Penurunan Kapitalisasi Pasar
Pada bulan Juni, kapitalisasi pasar stablecoin turun sebesar US$ 7,7 miliar atau sekitar Rp 139,15 triliun. Menurut data dari RWA.xyz, total nilai stablecoin yang beredar telah mengalami penurunan sekitar US$ 10 miliar atau sekitar Rp 180,72 triliun sejak mencapai puncak pada bulan Mei.
Penurunan ini terutama dipicu oleh dua penerbit stablecoin terbesar, yaitu USDT Tether dan USDC Circle. USDT Tether mengalami penurunan kapitalisasi pasar sekitar US$ 6 miliar, sedangkan USDC Circle turun sekitar US$ 7 miliar dari puncaknya. Hal ini menjadi sorotan karena melawan pandangan bullish bank-bank Wall Street terhadap pertumbuhan stablecoin.
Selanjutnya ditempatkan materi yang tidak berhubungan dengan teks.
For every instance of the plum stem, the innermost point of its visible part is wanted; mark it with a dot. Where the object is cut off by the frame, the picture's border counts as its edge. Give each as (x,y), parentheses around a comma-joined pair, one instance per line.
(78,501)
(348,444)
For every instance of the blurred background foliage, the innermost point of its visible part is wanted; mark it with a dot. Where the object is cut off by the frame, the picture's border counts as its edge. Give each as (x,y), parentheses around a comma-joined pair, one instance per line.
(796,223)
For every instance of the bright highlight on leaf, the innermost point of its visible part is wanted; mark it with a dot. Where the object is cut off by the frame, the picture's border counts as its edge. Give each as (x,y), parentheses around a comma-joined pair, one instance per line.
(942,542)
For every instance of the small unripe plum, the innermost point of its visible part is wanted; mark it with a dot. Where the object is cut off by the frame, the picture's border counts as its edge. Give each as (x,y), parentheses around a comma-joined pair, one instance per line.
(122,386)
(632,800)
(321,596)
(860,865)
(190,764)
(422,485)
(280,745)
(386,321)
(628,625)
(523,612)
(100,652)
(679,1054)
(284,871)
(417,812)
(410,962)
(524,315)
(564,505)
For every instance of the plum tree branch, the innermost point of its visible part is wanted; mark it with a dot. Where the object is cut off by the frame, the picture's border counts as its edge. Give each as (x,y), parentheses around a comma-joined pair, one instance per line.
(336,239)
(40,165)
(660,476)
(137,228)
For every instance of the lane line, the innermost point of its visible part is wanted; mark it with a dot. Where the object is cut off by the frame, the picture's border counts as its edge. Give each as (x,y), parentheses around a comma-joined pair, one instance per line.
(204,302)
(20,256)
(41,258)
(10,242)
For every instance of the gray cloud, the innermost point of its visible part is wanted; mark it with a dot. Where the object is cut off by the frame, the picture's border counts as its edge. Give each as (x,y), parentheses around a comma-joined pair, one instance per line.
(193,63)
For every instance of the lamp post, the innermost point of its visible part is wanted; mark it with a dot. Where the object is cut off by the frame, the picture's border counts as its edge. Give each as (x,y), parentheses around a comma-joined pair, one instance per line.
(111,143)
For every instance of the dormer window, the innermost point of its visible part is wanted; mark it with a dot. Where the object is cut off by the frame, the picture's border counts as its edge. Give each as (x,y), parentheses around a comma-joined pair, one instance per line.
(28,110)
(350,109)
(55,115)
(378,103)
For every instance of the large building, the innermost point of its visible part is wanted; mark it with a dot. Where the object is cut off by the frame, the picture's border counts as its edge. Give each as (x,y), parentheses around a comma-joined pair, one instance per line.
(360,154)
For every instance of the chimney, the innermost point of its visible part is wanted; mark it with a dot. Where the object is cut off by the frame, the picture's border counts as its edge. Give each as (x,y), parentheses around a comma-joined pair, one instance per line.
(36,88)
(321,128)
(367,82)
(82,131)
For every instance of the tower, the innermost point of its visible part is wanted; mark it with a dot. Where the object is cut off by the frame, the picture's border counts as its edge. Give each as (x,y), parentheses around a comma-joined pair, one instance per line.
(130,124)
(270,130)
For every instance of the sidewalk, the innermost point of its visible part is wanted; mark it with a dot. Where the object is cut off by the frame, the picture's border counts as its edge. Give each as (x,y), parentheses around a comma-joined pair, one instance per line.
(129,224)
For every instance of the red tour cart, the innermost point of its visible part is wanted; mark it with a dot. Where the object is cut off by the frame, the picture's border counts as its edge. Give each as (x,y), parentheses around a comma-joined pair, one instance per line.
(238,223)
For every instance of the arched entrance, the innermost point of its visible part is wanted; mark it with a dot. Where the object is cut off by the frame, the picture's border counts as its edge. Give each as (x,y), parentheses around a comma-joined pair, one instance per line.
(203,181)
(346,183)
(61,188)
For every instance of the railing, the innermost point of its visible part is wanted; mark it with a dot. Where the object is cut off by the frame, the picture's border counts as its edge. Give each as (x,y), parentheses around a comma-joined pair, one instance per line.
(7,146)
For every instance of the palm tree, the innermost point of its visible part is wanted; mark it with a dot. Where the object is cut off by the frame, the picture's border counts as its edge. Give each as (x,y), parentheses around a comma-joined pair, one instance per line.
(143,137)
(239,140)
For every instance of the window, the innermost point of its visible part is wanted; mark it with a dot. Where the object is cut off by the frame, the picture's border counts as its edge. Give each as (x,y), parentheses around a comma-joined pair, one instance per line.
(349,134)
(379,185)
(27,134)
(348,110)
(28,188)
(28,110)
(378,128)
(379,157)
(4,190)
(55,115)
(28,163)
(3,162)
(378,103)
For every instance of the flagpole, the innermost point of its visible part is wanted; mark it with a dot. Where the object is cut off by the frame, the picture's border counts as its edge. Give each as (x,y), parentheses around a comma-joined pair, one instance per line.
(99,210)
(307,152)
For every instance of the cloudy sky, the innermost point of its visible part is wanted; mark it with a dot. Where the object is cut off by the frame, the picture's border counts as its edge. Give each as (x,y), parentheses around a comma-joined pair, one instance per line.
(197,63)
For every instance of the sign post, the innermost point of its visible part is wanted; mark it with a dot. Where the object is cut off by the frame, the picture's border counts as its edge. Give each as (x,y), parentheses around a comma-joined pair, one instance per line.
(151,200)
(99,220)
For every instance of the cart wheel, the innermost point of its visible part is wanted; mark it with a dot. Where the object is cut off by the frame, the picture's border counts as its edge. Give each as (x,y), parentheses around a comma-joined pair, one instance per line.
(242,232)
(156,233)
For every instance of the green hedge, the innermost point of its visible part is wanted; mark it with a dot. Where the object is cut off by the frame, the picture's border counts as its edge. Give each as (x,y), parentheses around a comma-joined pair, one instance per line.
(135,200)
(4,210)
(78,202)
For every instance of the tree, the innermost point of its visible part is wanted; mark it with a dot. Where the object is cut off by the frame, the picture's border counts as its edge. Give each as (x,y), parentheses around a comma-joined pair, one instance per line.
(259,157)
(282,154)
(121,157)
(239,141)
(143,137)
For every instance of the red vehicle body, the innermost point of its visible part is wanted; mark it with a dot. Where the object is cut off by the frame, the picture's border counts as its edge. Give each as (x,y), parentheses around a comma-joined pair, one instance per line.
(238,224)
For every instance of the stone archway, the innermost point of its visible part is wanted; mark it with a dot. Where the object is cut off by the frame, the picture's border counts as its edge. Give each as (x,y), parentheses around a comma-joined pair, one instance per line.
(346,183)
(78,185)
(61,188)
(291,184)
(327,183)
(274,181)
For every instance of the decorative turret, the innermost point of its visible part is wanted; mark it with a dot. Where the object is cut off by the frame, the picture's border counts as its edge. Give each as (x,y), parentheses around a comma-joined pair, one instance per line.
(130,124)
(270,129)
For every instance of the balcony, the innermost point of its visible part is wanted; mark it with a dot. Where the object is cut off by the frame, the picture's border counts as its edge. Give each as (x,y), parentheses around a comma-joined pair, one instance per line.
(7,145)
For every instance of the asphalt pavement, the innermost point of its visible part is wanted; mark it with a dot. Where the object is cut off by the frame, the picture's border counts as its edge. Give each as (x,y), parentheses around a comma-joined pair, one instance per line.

Proyeksi Pertumbuhan Stablecoin
Bank global seperti Citi dan Standard Chartered sebelumnya telah merilis proyeksi pertumbuhan pasar stablecoin. Citi merevisi perkiraan pertumbuhan menjadi US$ 1,9 triliun hingga US$ 4 triliun pada tahun 2030. Sementara Standard Chartered memproyeksikan pasar senilai US$ 2 triliun pada tahun 2028.
Relevansi Penurunan Kapitalisasi
Penurunan ini juga memiliki dampak besar pada pasar kripto secara keseluruhan. Stablecoin utama menjadi mata uang yang banyak digunakan dalam perdagangan kripto dan pembayaran. Perubahan pasokan stablecoin menjadi indikator penting yang memengaruhi likuiditas aset digital secara keseluruhan.